Alison Holmes is BSO Participate Coordinator at Bournemouth Symphony Orchestra. She is responsible for the management of a number of the BSO’s smaller ensembles, including the disabled-led group BSO Resound. We are proud sponsors of BSO Resound. We spoke to Alison about her role in bringing their performances to a new generation of disabled talent.
What does a typical day at the BSO consist of for you?
No two days are ever the same! I look after our smaller ensembles, including BSO Resound — the disabled-led ensemble which is pushing the boundaries of performance practice — Resonate Strings, the BSO Trio, and a new String Trio. I work with our rural touring partners to take these groups into community venues across the South West. A lot of my work involves planning logistics — such as booking venues, musicians, or hotels — and keeping in touch with organisations that we are working with. Recently, we had some last-minute venue changes for BSO Resound, and this can present a challenge in finding another suitable venue that meets our requirements and budget in the time available. I also work with our Rising Talent schemes, from placements for postgraduate performers to our partnership with the National Open Youth Orchestra.
What do you enjoy most about working with BSO Resound?
I think it’s got to be that moment at the end of a project where you see the effect the work has had on the audience and participants.
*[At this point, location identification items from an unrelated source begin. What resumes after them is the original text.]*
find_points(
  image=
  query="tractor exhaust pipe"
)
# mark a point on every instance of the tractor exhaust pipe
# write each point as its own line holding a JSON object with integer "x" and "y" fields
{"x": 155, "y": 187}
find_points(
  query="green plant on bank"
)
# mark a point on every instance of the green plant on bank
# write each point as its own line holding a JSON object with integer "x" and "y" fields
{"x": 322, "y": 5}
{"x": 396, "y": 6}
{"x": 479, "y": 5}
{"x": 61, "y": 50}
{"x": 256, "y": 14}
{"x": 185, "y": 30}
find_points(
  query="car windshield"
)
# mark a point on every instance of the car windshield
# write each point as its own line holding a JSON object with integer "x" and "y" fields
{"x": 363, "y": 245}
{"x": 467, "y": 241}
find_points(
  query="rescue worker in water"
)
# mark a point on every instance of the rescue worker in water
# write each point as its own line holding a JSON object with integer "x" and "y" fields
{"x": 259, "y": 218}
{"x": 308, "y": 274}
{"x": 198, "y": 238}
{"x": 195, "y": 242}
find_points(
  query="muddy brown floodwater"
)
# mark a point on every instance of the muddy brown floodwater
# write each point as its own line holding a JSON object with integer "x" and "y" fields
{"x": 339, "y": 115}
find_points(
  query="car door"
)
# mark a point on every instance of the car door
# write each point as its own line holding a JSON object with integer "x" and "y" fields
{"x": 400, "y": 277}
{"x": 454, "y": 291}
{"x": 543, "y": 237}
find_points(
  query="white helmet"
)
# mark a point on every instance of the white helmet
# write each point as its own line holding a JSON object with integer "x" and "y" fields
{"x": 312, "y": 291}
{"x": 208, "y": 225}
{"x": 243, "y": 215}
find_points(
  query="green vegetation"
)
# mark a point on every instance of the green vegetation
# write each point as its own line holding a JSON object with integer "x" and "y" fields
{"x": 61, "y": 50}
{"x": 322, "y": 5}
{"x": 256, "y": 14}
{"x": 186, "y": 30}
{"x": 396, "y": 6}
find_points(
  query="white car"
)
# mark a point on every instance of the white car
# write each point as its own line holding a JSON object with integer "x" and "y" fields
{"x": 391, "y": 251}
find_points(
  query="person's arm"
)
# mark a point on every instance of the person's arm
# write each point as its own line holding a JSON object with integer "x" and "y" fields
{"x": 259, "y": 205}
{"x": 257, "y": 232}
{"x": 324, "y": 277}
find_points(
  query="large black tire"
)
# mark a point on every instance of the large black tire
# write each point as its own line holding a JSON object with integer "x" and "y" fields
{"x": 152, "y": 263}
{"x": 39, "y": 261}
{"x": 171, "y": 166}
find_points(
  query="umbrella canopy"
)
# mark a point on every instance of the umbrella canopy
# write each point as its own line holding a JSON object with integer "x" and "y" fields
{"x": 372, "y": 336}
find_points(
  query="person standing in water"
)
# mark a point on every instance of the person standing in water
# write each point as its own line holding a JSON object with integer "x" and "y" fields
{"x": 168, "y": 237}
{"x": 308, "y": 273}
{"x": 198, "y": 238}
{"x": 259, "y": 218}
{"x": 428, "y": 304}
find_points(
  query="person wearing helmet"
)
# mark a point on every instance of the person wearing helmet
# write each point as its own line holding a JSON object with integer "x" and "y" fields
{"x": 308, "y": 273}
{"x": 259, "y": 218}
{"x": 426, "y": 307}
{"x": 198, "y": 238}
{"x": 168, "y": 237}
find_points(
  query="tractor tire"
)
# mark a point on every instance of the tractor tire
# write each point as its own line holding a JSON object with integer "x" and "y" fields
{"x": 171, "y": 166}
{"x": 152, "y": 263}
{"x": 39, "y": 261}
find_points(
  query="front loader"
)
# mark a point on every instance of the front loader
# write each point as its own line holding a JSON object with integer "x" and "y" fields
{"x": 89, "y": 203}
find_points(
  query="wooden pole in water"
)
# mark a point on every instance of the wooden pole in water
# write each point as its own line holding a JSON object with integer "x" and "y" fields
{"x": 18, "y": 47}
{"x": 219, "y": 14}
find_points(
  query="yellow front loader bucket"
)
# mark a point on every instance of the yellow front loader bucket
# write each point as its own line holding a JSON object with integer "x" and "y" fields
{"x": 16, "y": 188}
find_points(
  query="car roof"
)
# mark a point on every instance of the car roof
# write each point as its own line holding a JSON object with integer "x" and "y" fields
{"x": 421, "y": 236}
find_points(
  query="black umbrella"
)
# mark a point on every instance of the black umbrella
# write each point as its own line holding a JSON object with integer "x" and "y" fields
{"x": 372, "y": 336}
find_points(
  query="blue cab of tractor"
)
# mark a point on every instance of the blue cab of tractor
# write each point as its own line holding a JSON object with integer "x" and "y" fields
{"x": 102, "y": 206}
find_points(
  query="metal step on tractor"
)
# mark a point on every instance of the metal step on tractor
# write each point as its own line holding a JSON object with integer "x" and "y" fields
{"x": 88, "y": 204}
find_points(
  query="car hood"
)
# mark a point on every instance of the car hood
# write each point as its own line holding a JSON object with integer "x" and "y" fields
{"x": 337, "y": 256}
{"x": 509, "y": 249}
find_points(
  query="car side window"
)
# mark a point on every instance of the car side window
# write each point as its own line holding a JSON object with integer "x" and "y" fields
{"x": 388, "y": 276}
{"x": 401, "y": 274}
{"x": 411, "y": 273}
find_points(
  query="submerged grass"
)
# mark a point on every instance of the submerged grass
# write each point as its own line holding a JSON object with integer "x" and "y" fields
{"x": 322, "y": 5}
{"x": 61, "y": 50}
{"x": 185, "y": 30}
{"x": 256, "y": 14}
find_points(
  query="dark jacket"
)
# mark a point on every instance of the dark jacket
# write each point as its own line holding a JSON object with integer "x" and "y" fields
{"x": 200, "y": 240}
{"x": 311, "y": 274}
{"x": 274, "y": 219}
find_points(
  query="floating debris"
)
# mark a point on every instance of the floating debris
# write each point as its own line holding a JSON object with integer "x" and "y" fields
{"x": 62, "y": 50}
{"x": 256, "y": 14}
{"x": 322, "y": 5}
Some events are really challenging to put together but when it comes to a close, all of a sudden it doesn’t matter anymore. Often at the end of a schools event a child will come up and say ‘I really liked that’ or ‘I want to play trumpet in the BSO when I’m older now’. One boy at a SEND (Special Educational Needs and Disability) school came up to me after an event and gave me a big hug; it might have been hard for him to express himself verbally but that felt like a way of him saying thank you.
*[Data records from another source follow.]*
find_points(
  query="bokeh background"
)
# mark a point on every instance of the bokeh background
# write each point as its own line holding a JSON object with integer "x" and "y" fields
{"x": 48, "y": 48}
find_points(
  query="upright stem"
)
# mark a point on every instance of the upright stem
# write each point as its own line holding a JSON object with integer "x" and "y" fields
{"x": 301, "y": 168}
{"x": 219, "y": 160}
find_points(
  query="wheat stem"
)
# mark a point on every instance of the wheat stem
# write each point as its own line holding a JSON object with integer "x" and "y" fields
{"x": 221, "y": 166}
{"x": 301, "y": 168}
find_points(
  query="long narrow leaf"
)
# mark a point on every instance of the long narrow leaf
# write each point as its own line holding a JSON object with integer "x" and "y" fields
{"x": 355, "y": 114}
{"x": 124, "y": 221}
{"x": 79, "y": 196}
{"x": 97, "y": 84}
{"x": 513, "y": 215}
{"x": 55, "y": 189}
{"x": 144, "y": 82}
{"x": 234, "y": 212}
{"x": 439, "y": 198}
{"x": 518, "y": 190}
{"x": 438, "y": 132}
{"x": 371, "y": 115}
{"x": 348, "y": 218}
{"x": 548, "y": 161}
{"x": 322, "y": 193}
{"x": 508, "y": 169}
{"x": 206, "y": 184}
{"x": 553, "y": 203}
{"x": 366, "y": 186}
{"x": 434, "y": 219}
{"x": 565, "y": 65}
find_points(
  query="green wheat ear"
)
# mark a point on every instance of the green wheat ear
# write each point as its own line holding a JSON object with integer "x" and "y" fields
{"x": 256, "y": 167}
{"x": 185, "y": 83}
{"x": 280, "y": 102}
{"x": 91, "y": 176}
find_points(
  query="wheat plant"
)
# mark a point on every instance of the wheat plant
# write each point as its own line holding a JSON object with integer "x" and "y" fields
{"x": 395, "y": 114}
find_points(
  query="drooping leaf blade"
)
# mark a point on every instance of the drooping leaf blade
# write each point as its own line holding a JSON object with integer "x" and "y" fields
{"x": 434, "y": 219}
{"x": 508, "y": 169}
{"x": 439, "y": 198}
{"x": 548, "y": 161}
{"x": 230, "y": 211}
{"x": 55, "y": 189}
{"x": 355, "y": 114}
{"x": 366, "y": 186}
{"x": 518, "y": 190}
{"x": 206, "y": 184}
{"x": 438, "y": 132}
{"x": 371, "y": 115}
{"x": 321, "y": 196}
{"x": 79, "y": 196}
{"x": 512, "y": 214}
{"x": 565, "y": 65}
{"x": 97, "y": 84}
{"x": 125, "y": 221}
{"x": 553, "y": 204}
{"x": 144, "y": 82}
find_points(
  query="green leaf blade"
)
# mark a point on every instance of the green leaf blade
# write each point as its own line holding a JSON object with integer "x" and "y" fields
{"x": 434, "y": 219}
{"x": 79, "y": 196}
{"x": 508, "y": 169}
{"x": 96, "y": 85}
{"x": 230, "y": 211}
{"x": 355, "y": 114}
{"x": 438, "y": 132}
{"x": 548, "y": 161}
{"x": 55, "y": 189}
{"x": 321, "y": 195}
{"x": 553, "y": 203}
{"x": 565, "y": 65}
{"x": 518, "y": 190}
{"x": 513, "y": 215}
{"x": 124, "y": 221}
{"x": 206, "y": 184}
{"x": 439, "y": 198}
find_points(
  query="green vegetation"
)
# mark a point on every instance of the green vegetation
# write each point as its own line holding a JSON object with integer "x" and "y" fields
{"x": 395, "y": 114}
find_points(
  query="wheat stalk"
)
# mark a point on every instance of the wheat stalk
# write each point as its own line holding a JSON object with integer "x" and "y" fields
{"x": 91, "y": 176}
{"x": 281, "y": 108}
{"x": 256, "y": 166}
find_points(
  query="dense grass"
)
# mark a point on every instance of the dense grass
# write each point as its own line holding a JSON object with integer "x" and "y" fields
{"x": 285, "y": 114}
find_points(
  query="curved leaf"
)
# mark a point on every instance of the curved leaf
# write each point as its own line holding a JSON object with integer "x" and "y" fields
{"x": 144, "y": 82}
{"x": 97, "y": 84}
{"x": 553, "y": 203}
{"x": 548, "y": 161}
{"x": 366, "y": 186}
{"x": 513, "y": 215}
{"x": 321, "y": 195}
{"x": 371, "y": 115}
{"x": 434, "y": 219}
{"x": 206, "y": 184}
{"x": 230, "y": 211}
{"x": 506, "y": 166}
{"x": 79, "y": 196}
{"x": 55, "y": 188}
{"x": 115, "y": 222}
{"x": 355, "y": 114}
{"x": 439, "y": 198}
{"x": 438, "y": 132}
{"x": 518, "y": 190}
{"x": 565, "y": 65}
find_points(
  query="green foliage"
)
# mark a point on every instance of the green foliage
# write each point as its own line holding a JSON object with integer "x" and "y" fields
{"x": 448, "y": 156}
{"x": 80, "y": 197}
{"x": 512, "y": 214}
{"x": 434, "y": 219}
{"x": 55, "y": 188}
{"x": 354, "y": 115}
No matter how difficult an event has been or how much of a rollercoaster, all of that goes away at that moment and you think that was worth it! It is the knowledge that you have got through to people and potentially made a positive difference to someone’s life. This group is doing so much to inspire people of all ages, but seeing them act as role models to the next generation of musicians is really special.
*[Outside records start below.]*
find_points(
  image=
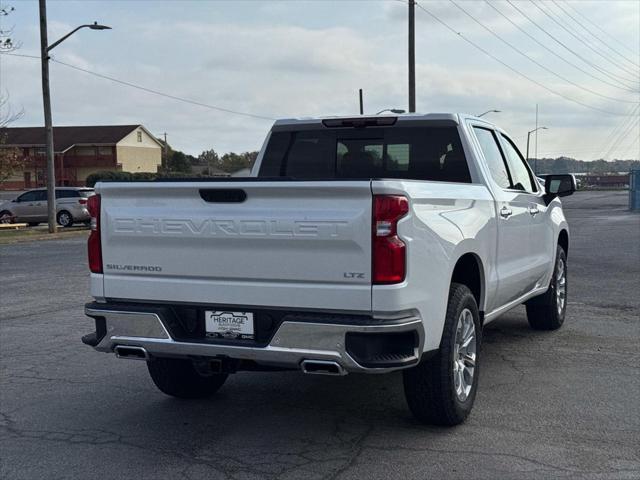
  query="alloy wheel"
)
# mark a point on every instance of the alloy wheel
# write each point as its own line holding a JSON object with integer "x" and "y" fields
{"x": 464, "y": 355}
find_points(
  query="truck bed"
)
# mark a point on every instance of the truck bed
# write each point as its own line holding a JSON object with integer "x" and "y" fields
{"x": 255, "y": 243}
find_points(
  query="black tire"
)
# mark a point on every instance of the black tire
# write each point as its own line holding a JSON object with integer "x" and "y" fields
{"x": 430, "y": 387}
{"x": 547, "y": 311}
{"x": 64, "y": 219}
{"x": 6, "y": 217}
{"x": 179, "y": 378}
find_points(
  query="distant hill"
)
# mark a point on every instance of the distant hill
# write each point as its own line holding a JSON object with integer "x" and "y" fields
{"x": 571, "y": 165}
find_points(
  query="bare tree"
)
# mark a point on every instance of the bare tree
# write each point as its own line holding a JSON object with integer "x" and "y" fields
{"x": 7, "y": 43}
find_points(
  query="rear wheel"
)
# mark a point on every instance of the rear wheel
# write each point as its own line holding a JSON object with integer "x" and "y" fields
{"x": 442, "y": 389}
{"x": 6, "y": 217}
{"x": 179, "y": 378}
{"x": 547, "y": 311}
{"x": 65, "y": 219}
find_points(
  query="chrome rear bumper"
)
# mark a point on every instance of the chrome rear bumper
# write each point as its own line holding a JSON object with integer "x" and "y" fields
{"x": 292, "y": 343}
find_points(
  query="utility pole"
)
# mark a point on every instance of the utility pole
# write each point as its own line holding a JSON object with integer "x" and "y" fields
{"x": 165, "y": 156}
{"x": 536, "y": 145}
{"x": 46, "y": 101}
{"x": 48, "y": 124}
{"x": 412, "y": 56}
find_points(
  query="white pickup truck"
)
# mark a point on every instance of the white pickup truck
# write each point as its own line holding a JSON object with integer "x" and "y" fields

Can you explain what goes in to planning a BSO Resound event?
Each event requires slightly different planning: we perform schools’ visits and workshops, give concerts, and there are many rehearsals too. Sometimes, BSO Resound performs within the full Orchestra as well. When we’ve found a date that works for both the players, venue, and partner organisation, I first sort out access requirements; this includes wheelchair access, parking facilities and transport links.
If BSO Resound is being integrated in to the full orchestra for a concert it is necessary to look at the repertoire that the Orchestra will be playing and adapt the music accordingly, if needed. It is my responsibility, for example, to adapt the music for the LinnStrument. We also have a player who uses Braille notation, so time needs to be factored in for that to be transcribed and memorised. Before the day of the event, I make sure that we have the right equipment, including music stands, music and any other necessary equipment.
What have been the biggest learning curves for you within the role?
Learning about accessibility and inclusion, and what that actually means in the reality of planning events has been a real eye-opener. It wasn’t until I had to check if you could get from the door to the concert hall as a wheelchair user that it really hit home, and it’s amazing how inaccessible some places are. Now I find it is at the forefront of my mind; it has become second nature to me.
My awareness has also increased around hidden disabilities. As I have one myself I had a level of understanding around it, but learning how to interact with other people with hidden disabilities and the right language to use regarding it was really important. I’ve learnt not to be afraid to ask questions. For example saying ‘I’m not sure if this scenario will work for you? Could you tell me if it would?’ After all, each individual knows their own disability best. As a team we have learnt that we aren’t going to be right every time.
How can you see the role/sector developing in the future?
I think we have already seen this sector develop so much in the way that musicians with disabilities are perceived through BSO Resound and other projects and initiatives out there like the National Open Youth Orchestra. In my opinion the ball is well and truly rolling. However, there is still so much work to be done with inclusion and diversity as a whole. We recently won the prestigious Royal Philharmonic Society Impact Award and it felt like a really big step in ensuring the conversation remains far from over.